Three of the actors from The Guest star in The Faults, and there are only five characters. There are other similarities, especially in the excellent visual scheme. Leland Orser, a very fine b-movie actor whose heyday was the cheap scuzzy crime movies of the 1990s, absolutely kills as the lead, a disturbed cult de-programmer and former celebrity named Ansel. He ekes out a living giving small-town speaking engagements while fending off his former manager, who is extorting money from him. The manager’s weapon of choice is Lance Reddick, who has one of the great lines of recent b-movie history: “See, I don’t have a gun? It’s because I don’t need one.” Ansel is hired to deprogram a lost 28-year-old woman by her creepy parents.
The bulk of the film occurs in adjoining hotel rooms, a physical and metaphorical space that turns fuzzy and ontological as the talk sessions reveal psycho-sexual fissures in Ansel’s brain.
We’re in that crepuscular dreamspace where the American drive for success and meaning turns into a nightmare. The parents grow stranger and stranger as the movie progresses, staring off into space or exploding in anger. The victim regresses into a childlike state and then back. Locked doors open. Impossible imaged flicker across the television screen. And it all feels like the unraveling of Ansel’s mind, but it might actually be happening. One of the strongest indie/small movies I’ve seen in some time.
The Faults is ultimately about power, who has it, how to use and how to abuse it. Power isn’t about appearances, or isn’t just about appearances; power is about superior understanding and insight. Weakness is ultimately in the mind. The Guest traffics in similar ideas. Collins is immensely powerful in the physical world, but trapped in an internal sequence that forces him to do things he doesn’t want to do. In the movie it’s a clear metaphor for military training, but just as easily stands in for any ideology. (Hail Stefan Zizek, eh?)

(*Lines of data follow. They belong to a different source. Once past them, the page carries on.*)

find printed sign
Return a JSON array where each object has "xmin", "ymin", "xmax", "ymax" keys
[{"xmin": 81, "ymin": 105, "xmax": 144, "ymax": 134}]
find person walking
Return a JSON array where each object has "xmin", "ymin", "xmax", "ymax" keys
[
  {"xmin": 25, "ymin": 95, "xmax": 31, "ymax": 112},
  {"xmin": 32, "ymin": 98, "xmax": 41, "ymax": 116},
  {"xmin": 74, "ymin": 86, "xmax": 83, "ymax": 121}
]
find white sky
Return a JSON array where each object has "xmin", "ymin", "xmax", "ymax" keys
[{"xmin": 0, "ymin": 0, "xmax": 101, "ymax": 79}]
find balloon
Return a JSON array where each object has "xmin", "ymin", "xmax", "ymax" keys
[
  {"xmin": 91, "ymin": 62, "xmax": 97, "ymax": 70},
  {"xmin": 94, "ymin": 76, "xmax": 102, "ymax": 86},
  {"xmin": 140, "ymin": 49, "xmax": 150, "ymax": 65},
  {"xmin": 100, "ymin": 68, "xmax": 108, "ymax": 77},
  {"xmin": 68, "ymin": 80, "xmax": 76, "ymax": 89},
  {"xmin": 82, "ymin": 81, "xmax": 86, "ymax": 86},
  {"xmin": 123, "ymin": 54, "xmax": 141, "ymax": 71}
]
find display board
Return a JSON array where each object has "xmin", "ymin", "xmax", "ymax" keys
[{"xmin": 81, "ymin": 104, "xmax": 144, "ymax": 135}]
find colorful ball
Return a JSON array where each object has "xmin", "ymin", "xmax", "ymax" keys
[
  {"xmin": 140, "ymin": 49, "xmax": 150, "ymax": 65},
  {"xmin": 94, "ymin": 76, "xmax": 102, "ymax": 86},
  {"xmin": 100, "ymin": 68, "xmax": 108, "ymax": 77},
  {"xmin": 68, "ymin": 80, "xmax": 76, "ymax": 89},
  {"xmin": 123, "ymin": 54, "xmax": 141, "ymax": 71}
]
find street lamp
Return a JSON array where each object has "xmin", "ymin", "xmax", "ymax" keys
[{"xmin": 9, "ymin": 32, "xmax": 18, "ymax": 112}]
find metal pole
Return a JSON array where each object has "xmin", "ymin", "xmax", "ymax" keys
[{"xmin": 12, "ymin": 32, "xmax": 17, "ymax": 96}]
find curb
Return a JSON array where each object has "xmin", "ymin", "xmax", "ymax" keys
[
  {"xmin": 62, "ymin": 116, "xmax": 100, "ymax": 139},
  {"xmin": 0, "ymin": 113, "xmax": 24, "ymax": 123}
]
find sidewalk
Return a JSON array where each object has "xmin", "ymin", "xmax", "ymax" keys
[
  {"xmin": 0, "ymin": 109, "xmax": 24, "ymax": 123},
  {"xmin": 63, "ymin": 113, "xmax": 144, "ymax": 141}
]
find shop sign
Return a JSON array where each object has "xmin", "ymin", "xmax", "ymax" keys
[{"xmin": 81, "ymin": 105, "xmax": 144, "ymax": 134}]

So ideology is easily hidden, but not easily escaped. I love when movies with nothing in common traverse similar internal ground.
You can’t deprogram loneliness or depravity.

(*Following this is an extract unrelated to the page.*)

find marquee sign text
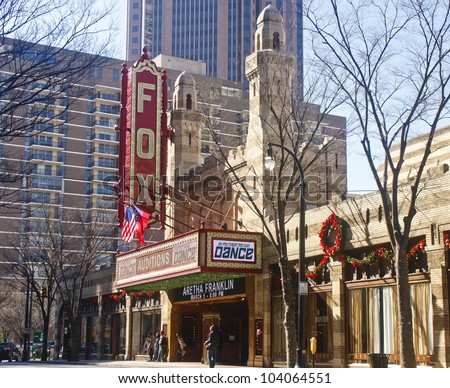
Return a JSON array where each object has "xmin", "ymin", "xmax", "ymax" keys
[{"xmin": 174, "ymin": 278, "xmax": 245, "ymax": 302}]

And why not? It’s written and directed by James Mangold, the skilled, if just a touch square, filmmaker who made the very fine The Immigrant two years ago. The movie follows a large group of characters in a tiny town outside New York City, where the bulk of the residents are city cops. The city is run by a high-ranking police, played by Harvey Keitel, who runs some type of criminal enterprise while wearing a badge. The sheriff is a half-deaf, seemingly simple Sylvester Stallone, who gives a pretty good performance. There’s a crime, a cover-up, and Internal Affairs begins to investigate. It’s a solid crime drama, terse, fun to watch, with some intriguing performances. Ray Liotta is pretty damn good in it, and it’s one of the last movies where Robert De Niro really cuts loose. (He has this great scene where he’s chewing out Stallone in-between taking bites of a sandwich he’s not enjoying; it’s wonderful.) The movie doesn’t turn away from the urban tensions of race/crime/police/money, and there’s plenty of subtext in the casting. Flawed, yes, a bit hokey in the last five minutes, sure, but better than you remember.
The inevitable shootout, but an intriguing movie nonetheless.